To identify the biological pathways in C. kiinensis, we mapped the 8,146 annotated sequences to the reference canonical pathways in KEGG. In total, we assigned 18,366 sequences to 238 KEGG pathways. Significantly enriched metabolic pathways and signal transduction pathways were identified. A total of 238 pathways were affected by 5,091 upregulated DEGs and 3,055 downregulated DEGs (Table S3). Pathways with Q value <0.05 were significantly enriched. DEG enrichment analysis showed that the first three pathways involving upregulated genes (in response to phenol stress) were metabolic pathway (336), regulation of actin cytoskeleton (106) and focal adhesion (91). By contrast, the first three pathways involving in downregulated genes were metabolic pathways (283), pancreatic secretion (122) and protein digestion and absorption (101; Table S3). These annotations provide a valuable resource for investigating specific processes, functions and pathways for further research of chironomids under phenol stress.

AhR-mediated defense genes associated with phenol stress

The aryl hydrocarbon receptor (AhR) is a soluble, ligand-dependent transcription factor that belongs to the basic helix-loop-helix-PAS family of regulatory proteins. AhR regulates the expression of defense genes in invertebrates in response to organic pollutants.

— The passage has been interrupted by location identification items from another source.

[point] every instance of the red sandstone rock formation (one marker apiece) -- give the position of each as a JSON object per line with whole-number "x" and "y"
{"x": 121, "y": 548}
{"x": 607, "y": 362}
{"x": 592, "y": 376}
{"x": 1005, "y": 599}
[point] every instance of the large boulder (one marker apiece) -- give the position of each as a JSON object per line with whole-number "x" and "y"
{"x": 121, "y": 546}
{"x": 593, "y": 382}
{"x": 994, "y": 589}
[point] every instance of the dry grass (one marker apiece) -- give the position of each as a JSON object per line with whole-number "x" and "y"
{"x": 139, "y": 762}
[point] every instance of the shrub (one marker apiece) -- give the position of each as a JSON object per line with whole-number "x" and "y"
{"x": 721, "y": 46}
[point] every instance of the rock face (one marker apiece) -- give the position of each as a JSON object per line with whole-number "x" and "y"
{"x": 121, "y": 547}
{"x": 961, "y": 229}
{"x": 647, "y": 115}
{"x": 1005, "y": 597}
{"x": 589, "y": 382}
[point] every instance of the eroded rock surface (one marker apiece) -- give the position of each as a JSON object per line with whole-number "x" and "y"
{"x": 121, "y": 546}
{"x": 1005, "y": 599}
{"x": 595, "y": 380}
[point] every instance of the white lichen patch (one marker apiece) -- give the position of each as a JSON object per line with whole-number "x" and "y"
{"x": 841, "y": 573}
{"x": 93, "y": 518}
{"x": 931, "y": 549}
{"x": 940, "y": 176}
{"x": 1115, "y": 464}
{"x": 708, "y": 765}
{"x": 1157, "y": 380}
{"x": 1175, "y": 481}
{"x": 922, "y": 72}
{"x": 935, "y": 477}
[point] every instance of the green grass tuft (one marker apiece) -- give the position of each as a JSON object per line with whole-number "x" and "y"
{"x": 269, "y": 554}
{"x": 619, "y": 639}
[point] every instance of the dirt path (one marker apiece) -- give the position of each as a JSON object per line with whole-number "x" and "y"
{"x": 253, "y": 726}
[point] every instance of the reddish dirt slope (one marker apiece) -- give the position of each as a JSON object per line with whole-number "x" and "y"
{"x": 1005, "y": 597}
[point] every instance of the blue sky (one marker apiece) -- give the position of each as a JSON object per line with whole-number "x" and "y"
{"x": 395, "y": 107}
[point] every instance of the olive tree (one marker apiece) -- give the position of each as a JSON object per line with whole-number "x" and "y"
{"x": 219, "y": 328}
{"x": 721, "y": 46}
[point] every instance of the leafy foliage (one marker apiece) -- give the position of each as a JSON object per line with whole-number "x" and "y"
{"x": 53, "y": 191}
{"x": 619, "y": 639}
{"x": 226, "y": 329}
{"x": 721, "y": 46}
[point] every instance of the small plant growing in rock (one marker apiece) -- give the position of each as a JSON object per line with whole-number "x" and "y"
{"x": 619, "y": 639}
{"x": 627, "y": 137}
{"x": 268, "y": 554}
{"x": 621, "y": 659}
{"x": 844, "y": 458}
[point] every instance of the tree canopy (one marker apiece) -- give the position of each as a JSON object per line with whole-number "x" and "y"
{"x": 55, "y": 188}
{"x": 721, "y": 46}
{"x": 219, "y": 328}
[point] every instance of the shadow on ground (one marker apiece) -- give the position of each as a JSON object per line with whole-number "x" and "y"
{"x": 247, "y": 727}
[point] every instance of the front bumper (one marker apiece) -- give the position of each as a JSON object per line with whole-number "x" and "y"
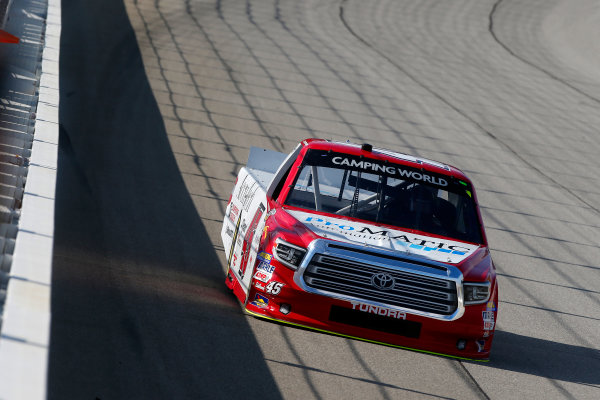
{"x": 381, "y": 325}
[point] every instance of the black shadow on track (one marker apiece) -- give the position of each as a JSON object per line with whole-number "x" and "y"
{"x": 138, "y": 302}
{"x": 545, "y": 358}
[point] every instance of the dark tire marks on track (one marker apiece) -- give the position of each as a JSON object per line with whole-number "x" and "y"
{"x": 139, "y": 309}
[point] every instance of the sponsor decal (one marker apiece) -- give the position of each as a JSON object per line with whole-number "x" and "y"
{"x": 379, "y": 310}
{"x": 488, "y": 315}
{"x": 391, "y": 170}
{"x": 233, "y": 213}
{"x": 269, "y": 213}
{"x": 260, "y": 301}
{"x": 488, "y": 325}
{"x": 262, "y": 276}
{"x": 383, "y": 281}
{"x": 266, "y": 267}
{"x": 274, "y": 288}
{"x": 396, "y": 237}
{"x": 246, "y": 192}
{"x": 480, "y": 345}
{"x": 243, "y": 227}
{"x": 235, "y": 235}
{"x": 264, "y": 257}
{"x": 264, "y": 272}
{"x": 248, "y": 238}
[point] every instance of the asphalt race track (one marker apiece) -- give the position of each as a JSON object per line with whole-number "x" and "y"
{"x": 160, "y": 102}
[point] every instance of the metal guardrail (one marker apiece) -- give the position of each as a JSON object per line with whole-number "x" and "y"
{"x": 29, "y": 96}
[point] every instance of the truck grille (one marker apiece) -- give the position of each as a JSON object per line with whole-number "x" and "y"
{"x": 394, "y": 287}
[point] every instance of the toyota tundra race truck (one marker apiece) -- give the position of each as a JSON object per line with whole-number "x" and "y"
{"x": 363, "y": 243}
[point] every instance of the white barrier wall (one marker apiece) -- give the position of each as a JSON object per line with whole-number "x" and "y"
{"x": 24, "y": 334}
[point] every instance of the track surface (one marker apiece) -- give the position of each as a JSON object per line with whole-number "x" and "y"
{"x": 160, "y": 101}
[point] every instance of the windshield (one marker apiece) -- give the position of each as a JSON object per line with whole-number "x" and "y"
{"x": 385, "y": 193}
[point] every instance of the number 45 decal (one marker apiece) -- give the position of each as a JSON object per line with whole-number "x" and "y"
{"x": 274, "y": 288}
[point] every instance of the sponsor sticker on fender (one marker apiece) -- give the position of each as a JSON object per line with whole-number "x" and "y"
{"x": 233, "y": 213}
{"x": 379, "y": 310}
{"x": 260, "y": 301}
{"x": 392, "y": 239}
{"x": 264, "y": 272}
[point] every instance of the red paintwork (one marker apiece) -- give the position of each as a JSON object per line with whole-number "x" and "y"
{"x": 312, "y": 310}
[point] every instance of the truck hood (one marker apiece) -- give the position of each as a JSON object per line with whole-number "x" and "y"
{"x": 431, "y": 248}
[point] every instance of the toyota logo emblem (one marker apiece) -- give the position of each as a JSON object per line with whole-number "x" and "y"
{"x": 383, "y": 281}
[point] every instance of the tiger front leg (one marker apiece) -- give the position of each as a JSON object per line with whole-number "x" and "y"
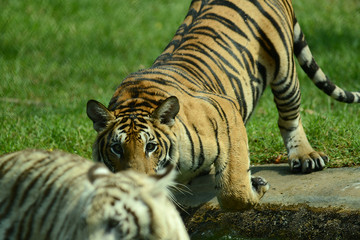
{"x": 301, "y": 156}
{"x": 238, "y": 190}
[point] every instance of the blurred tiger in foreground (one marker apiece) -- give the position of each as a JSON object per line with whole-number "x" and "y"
{"x": 190, "y": 107}
{"x": 56, "y": 195}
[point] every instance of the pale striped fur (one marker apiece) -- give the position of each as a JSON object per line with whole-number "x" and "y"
{"x": 56, "y": 195}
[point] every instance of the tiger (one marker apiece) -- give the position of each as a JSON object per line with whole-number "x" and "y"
{"x": 190, "y": 107}
{"x": 58, "y": 195}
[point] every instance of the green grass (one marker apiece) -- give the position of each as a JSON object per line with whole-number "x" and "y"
{"x": 55, "y": 55}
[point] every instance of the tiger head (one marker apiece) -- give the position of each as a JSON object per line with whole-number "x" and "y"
{"x": 135, "y": 134}
{"x": 131, "y": 205}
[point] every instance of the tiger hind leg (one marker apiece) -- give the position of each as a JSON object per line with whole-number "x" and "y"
{"x": 301, "y": 156}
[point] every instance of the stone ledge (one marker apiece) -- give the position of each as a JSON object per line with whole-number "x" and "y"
{"x": 320, "y": 205}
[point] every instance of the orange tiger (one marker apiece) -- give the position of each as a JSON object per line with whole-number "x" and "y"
{"x": 191, "y": 106}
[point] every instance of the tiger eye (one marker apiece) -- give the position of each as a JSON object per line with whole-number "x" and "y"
{"x": 117, "y": 149}
{"x": 150, "y": 147}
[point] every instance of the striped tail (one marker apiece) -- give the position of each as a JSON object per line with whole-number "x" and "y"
{"x": 313, "y": 71}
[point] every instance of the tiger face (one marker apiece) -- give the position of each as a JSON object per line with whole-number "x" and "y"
{"x": 133, "y": 137}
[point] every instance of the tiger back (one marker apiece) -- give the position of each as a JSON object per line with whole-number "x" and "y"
{"x": 190, "y": 107}
{"x": 56, "y": 195}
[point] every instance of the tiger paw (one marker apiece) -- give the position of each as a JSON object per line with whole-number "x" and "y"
{"x": 314, "y": 161}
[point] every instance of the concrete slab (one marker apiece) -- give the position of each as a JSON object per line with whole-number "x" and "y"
{"x": 320, "y": 205}
{"x": 336, "y": 187}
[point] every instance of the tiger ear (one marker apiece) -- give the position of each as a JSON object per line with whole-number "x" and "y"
{"x": 167, "y": 111}
{"x": 99, "y": 114}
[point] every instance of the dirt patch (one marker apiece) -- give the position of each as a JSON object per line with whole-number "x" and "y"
{"x": 274, "y": 222}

However, in invertebrates, proteins encoded by genes with functions similar to that of AhR, including spineless (Ss) and single-minded (Sim), can heterodimerize with the aryl hydrocarbon receptor nuclear translocator (ARNT) ortholog tango (Tgo) to regulate the expression of downstream genes. Interestingly, DEG analysis revealed a battery of AhR genes that showed different levels of induction or inhibition under phenol stress. AhR homolog spineless (Ss) and ARNT ortholog tango (Tgo) in PT library showed 1.85- and 2.53-fold increased expression in the PT library vs. the CK library, respectively. Moreover, three AhR ortholog single-minded genes were also induced, but not significantly, in the PT library compared with the CK library. Some AhR-mediated downstream genes were significantly induced or inhibited in the PT library. For example, 28 P450 genes were downregulated in the PT library (ranging from 4-fold to 5,000-fold downregulation), while sixteen of these genes were upregulated in the PT library (ranging from 12-fold to 1229-fold upregulation). Twenty-two genes encoding heat shock proteins (HSPs) showed a four-fold difference in expression in the PT library vs. the CK library, including 8 downregulated HSPs genes and 14 up-regulated HSPs genes. Among 26 genes encoding UDP glucuronosyltransferase, six were downregulated in the PT library (ranging from 4.9 to 1,000-fold), while 20 genes were upregulated (ranging from 3.5 to 239.9-fold; Table 5).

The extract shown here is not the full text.